The national bestselling author of A Thousand Ships returns with a fascinating, eye-opening take on the remarkable women at the heart of classical stories Greek mythology from Helen of Troy to Pandora and the Amazons to Medea.
“Funny, sharp explications of what these sometimes not-very-nice women were up to, and how they sometimes made idiots of . . . but read on!”—Margaret Atwood, author of The Handmaid’s Tale
The tellers of Greek myths—historically men—have routinely sidelined the female characters. When they do take a larger role, women are often portrayed as monstrous, vengeful or just plain evil—like Pandora, the woman of eternal scorn and damnation whose curiosity is tasked with causing all the world’s suffering and wickedness when she opened that forbidden box. But, as Natalie Hayes reveals, in early Greek myths there was no box. It was a jar . . . which is far more likely to tip over.

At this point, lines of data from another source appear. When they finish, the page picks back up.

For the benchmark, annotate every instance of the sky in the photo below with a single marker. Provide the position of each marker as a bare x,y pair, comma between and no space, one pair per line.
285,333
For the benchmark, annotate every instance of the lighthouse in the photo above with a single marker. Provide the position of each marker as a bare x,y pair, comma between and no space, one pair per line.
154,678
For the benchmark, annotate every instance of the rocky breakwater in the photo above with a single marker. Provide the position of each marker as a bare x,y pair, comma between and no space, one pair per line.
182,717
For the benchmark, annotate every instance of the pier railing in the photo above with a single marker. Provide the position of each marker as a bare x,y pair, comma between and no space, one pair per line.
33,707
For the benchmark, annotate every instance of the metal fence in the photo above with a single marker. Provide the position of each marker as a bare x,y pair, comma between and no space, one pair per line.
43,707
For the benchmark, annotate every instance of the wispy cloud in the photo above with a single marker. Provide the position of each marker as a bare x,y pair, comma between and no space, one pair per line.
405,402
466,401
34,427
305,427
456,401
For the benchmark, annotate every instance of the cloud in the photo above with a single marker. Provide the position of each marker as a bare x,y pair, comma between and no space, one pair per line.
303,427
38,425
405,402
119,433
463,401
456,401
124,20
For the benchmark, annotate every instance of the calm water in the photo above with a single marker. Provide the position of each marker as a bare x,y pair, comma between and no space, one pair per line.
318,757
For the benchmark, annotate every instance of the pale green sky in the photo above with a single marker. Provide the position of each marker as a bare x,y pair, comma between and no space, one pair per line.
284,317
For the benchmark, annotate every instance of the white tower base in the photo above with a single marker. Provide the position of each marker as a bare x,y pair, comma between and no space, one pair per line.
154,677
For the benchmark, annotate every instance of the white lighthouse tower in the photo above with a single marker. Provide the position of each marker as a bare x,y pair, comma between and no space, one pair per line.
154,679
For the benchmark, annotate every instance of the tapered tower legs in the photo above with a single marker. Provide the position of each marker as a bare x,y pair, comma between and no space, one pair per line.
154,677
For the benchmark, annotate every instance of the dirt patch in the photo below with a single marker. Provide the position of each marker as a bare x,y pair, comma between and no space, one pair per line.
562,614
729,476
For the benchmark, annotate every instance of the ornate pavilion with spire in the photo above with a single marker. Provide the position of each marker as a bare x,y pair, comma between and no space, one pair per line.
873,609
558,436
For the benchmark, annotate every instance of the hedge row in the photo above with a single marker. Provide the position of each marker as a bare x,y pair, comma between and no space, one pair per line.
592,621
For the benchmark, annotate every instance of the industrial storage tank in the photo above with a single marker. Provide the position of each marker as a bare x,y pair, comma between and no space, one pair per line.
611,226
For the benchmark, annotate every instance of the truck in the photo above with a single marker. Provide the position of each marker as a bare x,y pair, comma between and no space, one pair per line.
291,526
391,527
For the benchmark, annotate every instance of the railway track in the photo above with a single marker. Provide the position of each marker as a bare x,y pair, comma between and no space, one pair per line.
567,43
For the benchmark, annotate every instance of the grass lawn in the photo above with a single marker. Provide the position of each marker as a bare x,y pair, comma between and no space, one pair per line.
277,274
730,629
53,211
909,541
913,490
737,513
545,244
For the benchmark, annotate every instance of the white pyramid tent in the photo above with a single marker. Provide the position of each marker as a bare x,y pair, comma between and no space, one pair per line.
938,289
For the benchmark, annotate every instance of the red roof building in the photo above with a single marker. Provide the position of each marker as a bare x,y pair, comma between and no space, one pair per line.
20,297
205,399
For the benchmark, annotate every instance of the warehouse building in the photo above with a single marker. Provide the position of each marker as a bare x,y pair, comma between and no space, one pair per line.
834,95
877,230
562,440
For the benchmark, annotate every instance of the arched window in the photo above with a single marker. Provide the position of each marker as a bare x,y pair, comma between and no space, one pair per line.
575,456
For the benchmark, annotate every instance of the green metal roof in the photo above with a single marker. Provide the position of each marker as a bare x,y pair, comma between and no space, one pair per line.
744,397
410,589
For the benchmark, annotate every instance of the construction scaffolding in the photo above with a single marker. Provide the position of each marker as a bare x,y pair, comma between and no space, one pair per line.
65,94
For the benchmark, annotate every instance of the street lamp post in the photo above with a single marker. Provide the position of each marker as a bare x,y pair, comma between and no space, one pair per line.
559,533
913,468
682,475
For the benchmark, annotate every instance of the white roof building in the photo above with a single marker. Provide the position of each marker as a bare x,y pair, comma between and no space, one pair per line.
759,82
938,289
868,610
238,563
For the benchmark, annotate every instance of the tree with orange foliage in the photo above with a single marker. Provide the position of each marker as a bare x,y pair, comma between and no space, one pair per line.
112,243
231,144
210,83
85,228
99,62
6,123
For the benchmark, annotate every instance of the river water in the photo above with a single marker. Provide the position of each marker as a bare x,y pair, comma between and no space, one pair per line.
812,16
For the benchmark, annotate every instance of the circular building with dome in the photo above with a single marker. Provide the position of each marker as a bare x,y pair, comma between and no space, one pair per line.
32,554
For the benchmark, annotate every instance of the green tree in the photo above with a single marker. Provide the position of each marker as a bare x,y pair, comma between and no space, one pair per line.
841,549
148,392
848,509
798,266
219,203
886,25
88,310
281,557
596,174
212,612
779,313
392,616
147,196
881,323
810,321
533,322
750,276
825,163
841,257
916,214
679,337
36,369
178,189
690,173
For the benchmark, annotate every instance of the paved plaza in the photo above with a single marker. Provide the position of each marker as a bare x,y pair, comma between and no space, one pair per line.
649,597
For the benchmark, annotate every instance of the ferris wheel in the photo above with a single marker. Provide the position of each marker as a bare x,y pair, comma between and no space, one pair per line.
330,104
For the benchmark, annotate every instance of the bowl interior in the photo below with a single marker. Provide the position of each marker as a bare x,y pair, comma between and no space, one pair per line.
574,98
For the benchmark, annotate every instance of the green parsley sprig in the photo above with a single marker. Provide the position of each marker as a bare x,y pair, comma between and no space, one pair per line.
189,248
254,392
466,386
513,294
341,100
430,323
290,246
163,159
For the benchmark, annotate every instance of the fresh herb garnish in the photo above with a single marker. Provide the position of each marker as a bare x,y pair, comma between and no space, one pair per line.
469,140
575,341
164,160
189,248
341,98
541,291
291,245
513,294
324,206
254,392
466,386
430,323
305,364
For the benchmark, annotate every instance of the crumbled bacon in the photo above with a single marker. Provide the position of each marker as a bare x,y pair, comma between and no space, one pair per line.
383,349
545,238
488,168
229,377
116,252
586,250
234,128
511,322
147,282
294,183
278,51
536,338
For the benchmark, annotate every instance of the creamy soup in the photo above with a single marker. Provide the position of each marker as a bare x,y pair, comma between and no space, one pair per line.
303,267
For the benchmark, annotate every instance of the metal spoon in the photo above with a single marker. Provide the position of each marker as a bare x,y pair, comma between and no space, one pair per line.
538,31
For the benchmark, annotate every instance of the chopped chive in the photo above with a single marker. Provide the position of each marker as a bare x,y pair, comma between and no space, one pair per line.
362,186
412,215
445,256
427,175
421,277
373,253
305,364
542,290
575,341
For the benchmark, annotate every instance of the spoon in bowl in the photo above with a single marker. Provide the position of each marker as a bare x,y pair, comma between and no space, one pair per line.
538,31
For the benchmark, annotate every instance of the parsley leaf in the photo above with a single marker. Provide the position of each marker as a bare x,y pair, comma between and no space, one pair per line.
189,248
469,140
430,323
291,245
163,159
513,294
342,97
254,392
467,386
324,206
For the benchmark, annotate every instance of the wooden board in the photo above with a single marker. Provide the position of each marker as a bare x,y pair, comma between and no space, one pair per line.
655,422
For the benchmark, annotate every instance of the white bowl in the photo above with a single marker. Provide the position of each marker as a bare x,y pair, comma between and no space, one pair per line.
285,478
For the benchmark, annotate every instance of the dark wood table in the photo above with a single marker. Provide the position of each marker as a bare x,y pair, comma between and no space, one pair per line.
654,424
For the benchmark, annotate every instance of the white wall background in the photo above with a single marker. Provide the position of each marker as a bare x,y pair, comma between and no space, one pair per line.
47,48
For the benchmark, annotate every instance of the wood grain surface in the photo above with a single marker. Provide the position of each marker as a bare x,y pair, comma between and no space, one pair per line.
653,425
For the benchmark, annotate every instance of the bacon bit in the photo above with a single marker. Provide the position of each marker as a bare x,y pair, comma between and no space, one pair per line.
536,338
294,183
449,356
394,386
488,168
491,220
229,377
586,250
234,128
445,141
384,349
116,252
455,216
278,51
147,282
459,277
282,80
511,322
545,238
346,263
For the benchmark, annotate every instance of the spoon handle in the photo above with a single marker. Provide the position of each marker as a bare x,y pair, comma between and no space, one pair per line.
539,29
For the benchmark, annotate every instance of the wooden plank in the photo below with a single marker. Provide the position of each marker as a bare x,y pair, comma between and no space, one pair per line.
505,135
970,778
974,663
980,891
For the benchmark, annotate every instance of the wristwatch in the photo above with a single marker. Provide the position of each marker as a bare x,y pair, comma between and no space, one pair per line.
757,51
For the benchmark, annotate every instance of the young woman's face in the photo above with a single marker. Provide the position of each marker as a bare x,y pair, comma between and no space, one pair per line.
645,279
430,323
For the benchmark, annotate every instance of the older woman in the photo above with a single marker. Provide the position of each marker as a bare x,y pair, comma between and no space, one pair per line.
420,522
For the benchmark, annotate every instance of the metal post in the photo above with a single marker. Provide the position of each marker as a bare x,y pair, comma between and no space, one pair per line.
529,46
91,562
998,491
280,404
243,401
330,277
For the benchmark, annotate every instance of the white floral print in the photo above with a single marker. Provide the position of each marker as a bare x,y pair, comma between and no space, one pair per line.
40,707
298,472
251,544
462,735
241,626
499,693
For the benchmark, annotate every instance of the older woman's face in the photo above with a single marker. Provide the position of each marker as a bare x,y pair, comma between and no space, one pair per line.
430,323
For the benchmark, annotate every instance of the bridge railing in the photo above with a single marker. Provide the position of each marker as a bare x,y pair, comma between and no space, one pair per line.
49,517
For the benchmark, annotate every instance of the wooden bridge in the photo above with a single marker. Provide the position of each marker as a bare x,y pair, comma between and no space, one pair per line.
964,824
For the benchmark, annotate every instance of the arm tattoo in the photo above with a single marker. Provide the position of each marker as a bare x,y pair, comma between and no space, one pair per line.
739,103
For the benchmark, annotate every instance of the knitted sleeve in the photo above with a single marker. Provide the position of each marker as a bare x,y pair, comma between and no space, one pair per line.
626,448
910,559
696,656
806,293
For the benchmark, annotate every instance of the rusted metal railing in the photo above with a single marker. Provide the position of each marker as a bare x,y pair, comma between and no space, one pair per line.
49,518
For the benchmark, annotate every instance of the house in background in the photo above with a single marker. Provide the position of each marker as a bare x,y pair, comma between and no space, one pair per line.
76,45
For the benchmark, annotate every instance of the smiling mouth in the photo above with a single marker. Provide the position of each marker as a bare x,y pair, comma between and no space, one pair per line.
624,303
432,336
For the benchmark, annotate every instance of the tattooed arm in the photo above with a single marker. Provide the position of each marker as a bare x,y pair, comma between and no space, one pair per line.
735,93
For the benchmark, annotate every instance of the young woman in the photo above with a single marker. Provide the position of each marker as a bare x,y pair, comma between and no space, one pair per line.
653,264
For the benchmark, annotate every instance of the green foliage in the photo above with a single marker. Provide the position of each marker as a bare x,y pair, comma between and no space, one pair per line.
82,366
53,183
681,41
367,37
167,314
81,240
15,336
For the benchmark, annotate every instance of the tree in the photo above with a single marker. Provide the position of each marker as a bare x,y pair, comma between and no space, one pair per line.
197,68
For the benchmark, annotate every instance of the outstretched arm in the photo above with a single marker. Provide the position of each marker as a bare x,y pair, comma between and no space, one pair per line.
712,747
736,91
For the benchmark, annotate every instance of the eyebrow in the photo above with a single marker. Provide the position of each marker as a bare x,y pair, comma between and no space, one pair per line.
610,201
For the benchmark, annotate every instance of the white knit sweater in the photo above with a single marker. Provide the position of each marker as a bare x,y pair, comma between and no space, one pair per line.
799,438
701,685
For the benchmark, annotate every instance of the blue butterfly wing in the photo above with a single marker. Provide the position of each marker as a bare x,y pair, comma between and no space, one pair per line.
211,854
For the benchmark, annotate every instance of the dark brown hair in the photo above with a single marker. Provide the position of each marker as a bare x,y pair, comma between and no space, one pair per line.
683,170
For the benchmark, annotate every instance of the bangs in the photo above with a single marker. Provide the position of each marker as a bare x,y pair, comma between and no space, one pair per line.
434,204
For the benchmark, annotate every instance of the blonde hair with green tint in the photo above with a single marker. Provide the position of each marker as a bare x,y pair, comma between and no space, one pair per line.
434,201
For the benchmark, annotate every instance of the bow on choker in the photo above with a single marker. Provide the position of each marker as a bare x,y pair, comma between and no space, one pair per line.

In Pandora’s Jar, the broadcaster, writer, stand-up comedian, and passionate classicist turns the tables, putting the women of the Greek myths on an equal footing with the men. With wit, humor, and savvy, Haynes revolutionizes our understanding of epic poems, stories, and plays, resurrecting them from a woman’s perspective and tracing the origins of their mythic female characters. She looks at women such as Jocasta, Oedipus’ mother-turned-lover (turned Freudian sticking point), who gouged out her eyes upon discovering the truth about her new relationship, and was less helpless than we have been led to believe. She considers Helen of Troy—whose face famously “launch’d a thousand ships,” but was decidedly more child than woman when she was accused of “causing” the Trojan war. She demonstrates how the vilified Medea was like an ancient Beyonce—getting her revenge on the men who hurt and betrayed her, perhaps justifiably so. And she turns her eye to Medusa—the serpent-like seductress whose stare turned men to stone—who wasn’t always a monster, and was far more victim than perpetrator.
Pandora’s Jar brings nuance and care to the centuries-old myths and legends and asks the question: Why we were so quick to villainize these women in the first place—and so eager to accept the stories we’ve been told?